Truthful perception is a trainable skill — like reading or catching a ball. Your kid's imagination is the raw material. The training is how you shape it.

First: Is It Imagination or Fear?

Before you start training, you need to know what you're looking at. Not all childhood "lies" come from the same place.

Fear-Driven

Covering a mistake.

  • Avoids eye contact
  • Fidgets, goes pale
  • Clear purpose: hide wrongdoing
  • Fix: make truth safe

Imagination-Driven

No motive at all.

  • Calm, easy confidence
  • Genuinely seems to believe it
  • Stories are vivid and detailed
  • Fix: train perception

If your child looks confused when challenged — not guilty — you're dealing with imagination. That's what the three games below are built for.

The Three Games

A parent and child standing at a window, playing an observation game together
GAME 1 — DAILY

The Look-and-Report Game

Send your kid to the window, the front door, or the garden. One instruction:

Look carefully and tell me exactly what you see.
  1. They come back and report
  2. If the report includes inventions, go check together — "Let's see. Is it really a horse, or something else?"
  3. They correct their own observation
  4. You praise the accurate version warmly: "That's exactly right.

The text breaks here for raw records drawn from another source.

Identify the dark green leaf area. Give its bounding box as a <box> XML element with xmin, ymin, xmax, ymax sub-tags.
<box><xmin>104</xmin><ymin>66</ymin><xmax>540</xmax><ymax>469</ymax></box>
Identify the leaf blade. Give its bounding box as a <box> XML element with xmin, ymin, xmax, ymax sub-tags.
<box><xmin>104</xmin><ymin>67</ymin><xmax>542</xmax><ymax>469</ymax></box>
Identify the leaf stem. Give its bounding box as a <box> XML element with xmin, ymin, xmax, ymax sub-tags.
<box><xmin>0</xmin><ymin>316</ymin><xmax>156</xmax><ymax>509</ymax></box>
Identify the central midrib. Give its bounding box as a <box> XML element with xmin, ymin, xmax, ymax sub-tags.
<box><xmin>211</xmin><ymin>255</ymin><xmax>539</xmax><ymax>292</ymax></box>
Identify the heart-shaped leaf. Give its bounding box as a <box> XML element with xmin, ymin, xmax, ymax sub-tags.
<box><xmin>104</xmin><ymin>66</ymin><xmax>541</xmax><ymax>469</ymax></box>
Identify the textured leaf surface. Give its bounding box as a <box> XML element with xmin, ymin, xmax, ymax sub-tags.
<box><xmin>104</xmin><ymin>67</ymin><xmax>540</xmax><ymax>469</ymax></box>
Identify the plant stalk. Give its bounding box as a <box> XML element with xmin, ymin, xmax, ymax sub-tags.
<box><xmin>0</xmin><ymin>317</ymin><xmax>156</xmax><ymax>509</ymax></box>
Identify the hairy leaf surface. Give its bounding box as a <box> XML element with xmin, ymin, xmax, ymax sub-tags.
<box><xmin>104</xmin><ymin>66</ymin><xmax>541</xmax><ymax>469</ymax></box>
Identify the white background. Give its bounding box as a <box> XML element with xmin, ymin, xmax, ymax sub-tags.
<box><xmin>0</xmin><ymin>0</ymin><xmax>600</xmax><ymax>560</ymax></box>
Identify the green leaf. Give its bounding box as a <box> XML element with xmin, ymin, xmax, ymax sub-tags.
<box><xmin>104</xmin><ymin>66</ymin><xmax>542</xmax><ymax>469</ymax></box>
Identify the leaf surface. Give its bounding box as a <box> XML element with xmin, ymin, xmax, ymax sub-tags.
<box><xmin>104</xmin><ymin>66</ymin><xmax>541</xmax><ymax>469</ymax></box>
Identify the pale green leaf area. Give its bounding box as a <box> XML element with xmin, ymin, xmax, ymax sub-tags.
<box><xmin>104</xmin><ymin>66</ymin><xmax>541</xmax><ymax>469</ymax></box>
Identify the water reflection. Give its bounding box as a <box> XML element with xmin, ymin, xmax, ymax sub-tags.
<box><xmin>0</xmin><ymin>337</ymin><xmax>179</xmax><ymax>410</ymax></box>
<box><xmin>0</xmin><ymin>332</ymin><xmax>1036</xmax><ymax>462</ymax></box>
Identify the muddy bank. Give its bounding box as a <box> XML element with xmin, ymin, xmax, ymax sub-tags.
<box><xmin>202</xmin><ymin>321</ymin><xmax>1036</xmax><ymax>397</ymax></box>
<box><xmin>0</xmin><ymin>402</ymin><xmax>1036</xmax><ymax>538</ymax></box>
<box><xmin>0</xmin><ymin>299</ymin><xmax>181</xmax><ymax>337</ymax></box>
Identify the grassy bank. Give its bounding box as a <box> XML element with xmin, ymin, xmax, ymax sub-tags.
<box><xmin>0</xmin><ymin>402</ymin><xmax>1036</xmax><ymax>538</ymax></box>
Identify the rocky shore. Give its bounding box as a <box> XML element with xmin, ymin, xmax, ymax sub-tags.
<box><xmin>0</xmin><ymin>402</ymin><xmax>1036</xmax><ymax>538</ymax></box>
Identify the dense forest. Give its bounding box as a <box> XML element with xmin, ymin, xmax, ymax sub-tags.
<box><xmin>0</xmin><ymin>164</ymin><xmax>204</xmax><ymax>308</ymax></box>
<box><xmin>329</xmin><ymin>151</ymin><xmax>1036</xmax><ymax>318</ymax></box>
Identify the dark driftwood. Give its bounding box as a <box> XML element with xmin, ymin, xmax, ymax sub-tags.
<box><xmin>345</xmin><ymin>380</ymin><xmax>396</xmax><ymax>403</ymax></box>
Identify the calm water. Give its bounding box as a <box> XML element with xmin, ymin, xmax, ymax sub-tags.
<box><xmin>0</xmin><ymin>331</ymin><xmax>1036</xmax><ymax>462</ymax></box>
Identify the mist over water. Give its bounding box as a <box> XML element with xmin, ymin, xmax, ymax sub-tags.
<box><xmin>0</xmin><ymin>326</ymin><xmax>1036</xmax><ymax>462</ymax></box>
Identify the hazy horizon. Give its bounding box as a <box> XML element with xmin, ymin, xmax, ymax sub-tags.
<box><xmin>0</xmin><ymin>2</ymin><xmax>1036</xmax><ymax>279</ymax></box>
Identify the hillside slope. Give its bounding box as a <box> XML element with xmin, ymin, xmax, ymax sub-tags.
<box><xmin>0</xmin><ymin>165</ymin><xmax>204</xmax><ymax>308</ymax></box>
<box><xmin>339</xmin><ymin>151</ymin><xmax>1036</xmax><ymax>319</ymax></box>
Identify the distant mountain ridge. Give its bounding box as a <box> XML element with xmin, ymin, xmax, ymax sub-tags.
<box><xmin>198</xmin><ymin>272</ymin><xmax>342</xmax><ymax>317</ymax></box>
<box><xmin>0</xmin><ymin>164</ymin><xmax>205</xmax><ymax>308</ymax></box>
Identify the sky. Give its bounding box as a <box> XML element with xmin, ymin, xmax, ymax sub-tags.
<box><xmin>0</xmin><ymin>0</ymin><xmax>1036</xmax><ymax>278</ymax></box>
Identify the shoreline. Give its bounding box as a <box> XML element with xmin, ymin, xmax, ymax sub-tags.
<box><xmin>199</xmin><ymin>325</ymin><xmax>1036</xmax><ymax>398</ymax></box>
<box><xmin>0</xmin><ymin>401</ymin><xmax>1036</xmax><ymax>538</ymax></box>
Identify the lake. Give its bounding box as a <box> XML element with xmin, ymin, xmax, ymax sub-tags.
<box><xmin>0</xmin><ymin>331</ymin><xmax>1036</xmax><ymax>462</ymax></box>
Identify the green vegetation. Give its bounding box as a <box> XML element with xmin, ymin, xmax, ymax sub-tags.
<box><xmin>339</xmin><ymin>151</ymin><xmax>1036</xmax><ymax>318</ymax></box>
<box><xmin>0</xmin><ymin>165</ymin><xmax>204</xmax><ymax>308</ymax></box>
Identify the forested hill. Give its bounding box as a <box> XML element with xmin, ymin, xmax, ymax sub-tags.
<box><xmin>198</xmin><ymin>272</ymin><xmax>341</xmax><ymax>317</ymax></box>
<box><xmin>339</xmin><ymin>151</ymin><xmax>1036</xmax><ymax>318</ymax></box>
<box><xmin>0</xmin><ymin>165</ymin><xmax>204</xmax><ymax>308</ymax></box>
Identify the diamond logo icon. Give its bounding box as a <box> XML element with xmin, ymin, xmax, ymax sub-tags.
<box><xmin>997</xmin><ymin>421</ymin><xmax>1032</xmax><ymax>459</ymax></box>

You saw what was really there."

Do this several times a day. You're training them to look before they speak — to report what is, not what their imagination suggests. A few weeks of this and you'll hear the difference.

GAME 2 — A FEW TIMES A WEEK

The Exact Message

Give your child a specific message to deliver to someone in the house. The more detailed, the better.

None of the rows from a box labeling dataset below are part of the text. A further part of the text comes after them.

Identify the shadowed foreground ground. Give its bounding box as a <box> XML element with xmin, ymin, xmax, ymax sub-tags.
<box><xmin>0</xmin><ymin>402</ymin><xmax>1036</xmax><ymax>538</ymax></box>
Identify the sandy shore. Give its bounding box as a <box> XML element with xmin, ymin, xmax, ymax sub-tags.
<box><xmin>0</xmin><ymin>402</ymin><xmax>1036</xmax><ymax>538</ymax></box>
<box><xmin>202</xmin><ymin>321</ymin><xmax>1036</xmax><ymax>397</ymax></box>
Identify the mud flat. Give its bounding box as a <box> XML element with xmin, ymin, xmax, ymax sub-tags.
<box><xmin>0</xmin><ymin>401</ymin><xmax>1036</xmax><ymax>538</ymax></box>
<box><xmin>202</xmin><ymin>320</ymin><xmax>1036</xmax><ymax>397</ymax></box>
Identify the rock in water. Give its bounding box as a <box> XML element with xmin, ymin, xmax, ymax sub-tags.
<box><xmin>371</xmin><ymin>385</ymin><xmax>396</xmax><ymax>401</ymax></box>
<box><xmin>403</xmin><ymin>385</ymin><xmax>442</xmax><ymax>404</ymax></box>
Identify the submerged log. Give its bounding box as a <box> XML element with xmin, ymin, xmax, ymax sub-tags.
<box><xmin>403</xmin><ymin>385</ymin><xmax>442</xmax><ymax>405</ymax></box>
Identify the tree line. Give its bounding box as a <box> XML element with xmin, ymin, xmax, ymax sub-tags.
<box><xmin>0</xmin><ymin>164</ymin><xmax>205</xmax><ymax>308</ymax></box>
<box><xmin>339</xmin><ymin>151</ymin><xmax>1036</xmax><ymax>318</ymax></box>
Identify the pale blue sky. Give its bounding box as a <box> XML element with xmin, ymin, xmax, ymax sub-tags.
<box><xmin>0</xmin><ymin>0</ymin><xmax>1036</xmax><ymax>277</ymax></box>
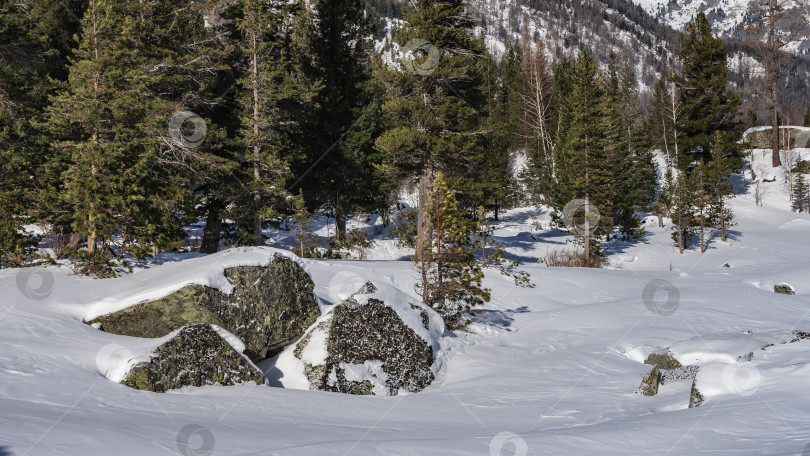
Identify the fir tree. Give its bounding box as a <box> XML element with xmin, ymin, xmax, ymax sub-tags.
<box><xmin>554</xmin><ymin>52</ymin><xmax>613</xmax><ymax>259</ymax></box>
<box><xmin>288</xmin><ymin>0</ymin><xmax>387</xmax><ymax>239</ymax></box>
<box><xmin>376</xmin><ymin>0</ymin><xmax>484</xmax><ymax>264</ymax></box>
<box><xmin>416</xmin><ymin>172</ymin><xmax>490</xmax><ymax>329</ymax></box>
<box><xmin>673</xmin><ymin>13</ymin><xmax>744</xmax><ymax>170</ymax></box>
<box><xmin>792</xmin><ymin>174</ymin><xmax>810</xmax><ymax>214</ymax></box>
<box><xmin>292</xmin><ymin>190</ymin><xmax>318</xmax><ymax>258</ymax></box>
<box><xmin>236</xmin><ymin>0</ymin><xmax>301</xmax><ymax>245</ymax></box>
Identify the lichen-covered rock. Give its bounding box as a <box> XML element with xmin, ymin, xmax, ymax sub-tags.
<box><xmin>121</xmin><ymin>325</ymin><xmax>264</xmax><ymax>393</ymax></box>
<box><xmin>644</xmin><ymin>350</ymin><xmax>683</xmax><ymax>370</ymax></box>
<box><xmin>689</xmin><ymin>379</ymin><xmax>704</xmax><ymax>408</ymax></box>
<box><xmin>661</xmin><ymin>366</ymin><xmax>700</xmax><ymax>385</ymax></box>
<box><xmin>636</xmin><ymin>366</ymin><xmax>661</xmax><ymax>396</ymax></box>
<box><xmin>88</xmin><ymin>254</ymin><xmax>320</xmax><ymax>361</ymax></box>
<box><xmin>773</xmin><ymin>283</ymin><xmax>796</xmax><ymax>296</ymax></box>
<box><xmin>276</xmin><ymin>283</ymin><xmax>444</xmax><ymax>396</ymax></box>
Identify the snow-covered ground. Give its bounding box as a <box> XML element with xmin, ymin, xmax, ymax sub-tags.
<box><xmin>0</xmin><ymin>151</ymin><xmax>810</xmax><ymax>456</ymax></box>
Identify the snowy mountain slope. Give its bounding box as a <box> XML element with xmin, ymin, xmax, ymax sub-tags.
<box><xmin>0</xmin><ymin>150</ymin><xmax>810</xmax><ymax>456</ymax></box>
<box><xmin>633</xmin><ymin>0</ymin><xmax>810</xmax><ymax>54</ymax></box>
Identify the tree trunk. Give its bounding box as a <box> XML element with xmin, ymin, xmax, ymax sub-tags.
<box><xmin>415</xmin><ymin>168</ymin><xmax>433</xmax><ymax>261</ymax></box>
<box><xmin>585</xmin><ymin>196</ymin><xmax>591</xmax><ymax>266</ymax></box>
<box><xmin>335</xmin><ymin>193</ymin><xmax>346</xmax><ymax>242</ymax></box>
<box><xmin>251</xmin><ymin>31</ymin><xmax>264</xmax><ymax>246</ymax></box>
<box><xmin>768</xmin><ymin>0</ymin><xmax>782</xmax><ymax>168</ymax></box>
<box><xmin>200</xmin><ymin>201</ymin><xmax>222</xmax><ymax>254</ymax></box>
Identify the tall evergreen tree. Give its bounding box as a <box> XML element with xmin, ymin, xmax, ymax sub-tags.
<box><xmin>607</xmin><ymin>60</ymin><xmax>656</xmax><ymax>240</ymax></box>
<box><xmin>376</xmin><ymin>0</ymin><xmax>485</xmax><ymax>257</ymax></box>
<box><xmin>673</xmin><ymin>13</ymin><xmax>744</xmax><ymax>170</ymax></box>
<box><xmin>792</xmin><ymin>174</ymin><xmax>810</xmax><ymax>214</ymax></box>
<box><xmin>416</xmin><ymin>172</ymin><xmax>490</xmax><ymax>328</ymax></box>
<box><xmin>554</xmin><ymin>51</ymin><xmax>614</xmax><ymax>258</ymax></box>
<box><xmin>290</xmin><ymin>0</ymin><xmax>385</xmax><ymax>239</ymax></box>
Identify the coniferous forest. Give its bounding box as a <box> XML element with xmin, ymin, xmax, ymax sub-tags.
<box><xmin>0</xmin><ymin>0</ymin><xmax>801</xmax><ymax>299</ymax></box>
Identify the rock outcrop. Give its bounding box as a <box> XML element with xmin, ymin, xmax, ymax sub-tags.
<box><xmin>276</xmin><ymin>283</ymin><xmax>444</xmax><ymax>396</ymax></box>
<box><xmin>88</xmin><ymin>254</ymin><xmax>320</xmax><ymax>361</ymax></box>
<box><xmin>121</xmin><ymin>324</ymin><xmax>265</xmax><ymax>393</ymax></box>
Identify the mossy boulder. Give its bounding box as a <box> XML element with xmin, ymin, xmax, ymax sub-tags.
<box><xmin>121</xmin><ymin>324</ymin><xmax>264</xmax><ymax>393</ymax></box>
<box><xmin>773</xmin><ymin>283</ymin><xmax>796</xmax><ymax>296</ymax></box>
<box><xmin>644</xmin><ymin>350</ymin><xmax>683</xmax><ymax>370</ymax></box>
<box><xmin>282</xmin><ymin>283</ymin><xmax>436</xmax><ymax>396</ymax></box>
<box><xmin>88</xmin><ymin>255</ymin><xmax>320</xmax><ymax>361</ymax></box>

  1. Speak the message clearly. Ask them to repeat it back
  2. They deliver it to the other person
  3. The recipient writes down what the child said
  4. Compare the written version with the original

If accurate: warm praise. If embellished:

I said three things, and you delivered four. Which one did you add?

This builds the skill of reproducing facts faithfully — the exact muscle truthful speech depends on.

GAME 3 — AFTER ANY OUTING

The Replay

After a trip to the park, a playdate, a family dinner — ask your child to tell you exactly what happened. Listen for inventions. When you hear one:

That's an interesting story. But did that actually happen, or is that what you imagine might have happened? Think carefully.

Over time, they develop an internal pause — a moment before speaking where they check: "Did I really see that?" That pause is the whole ballgame.

Feed the Imagination — Through the Right Channels

A powerful imagination starved of fuel will start inventing about everyday life. Give it better territory to roam.

Give It Proper Fuel

Fairy tales. Myths. Legends. Adventures in far-off places. A child who's been to Narnia before breakfast doesn't need to invent a horse in the backyard. Their imagination is already well-fed.

Choose Stories Set in Obviously Different Worlds

Stories about ordinary kids doing ordinary things blur the line further — they're too close to real life. Myths and fairy tales are clearly marked as "not real," which actually strengthens the boundary between imagination and reality.

Quick Reference: What to Do When

Situation Response
Child tells a wild story, looks calm and confident Play The Replay — gently check: "Did that really happen?"
Child denies something, avoids eye contact Make truth safe — "I don't mind about the mistake. I care that you trust me."
Child catches themselves mid-invention Celebrate it — huge win. "You just caught your own imagination. That's amazing."
Child's stories are aimed at getting someone in trouble Different problem — address the malice directly, separately.

Your kid's imagination is extraordinary. Don't squash it.
Train it to know when to fly — and when to land.
That's the whole skill of truthfulness.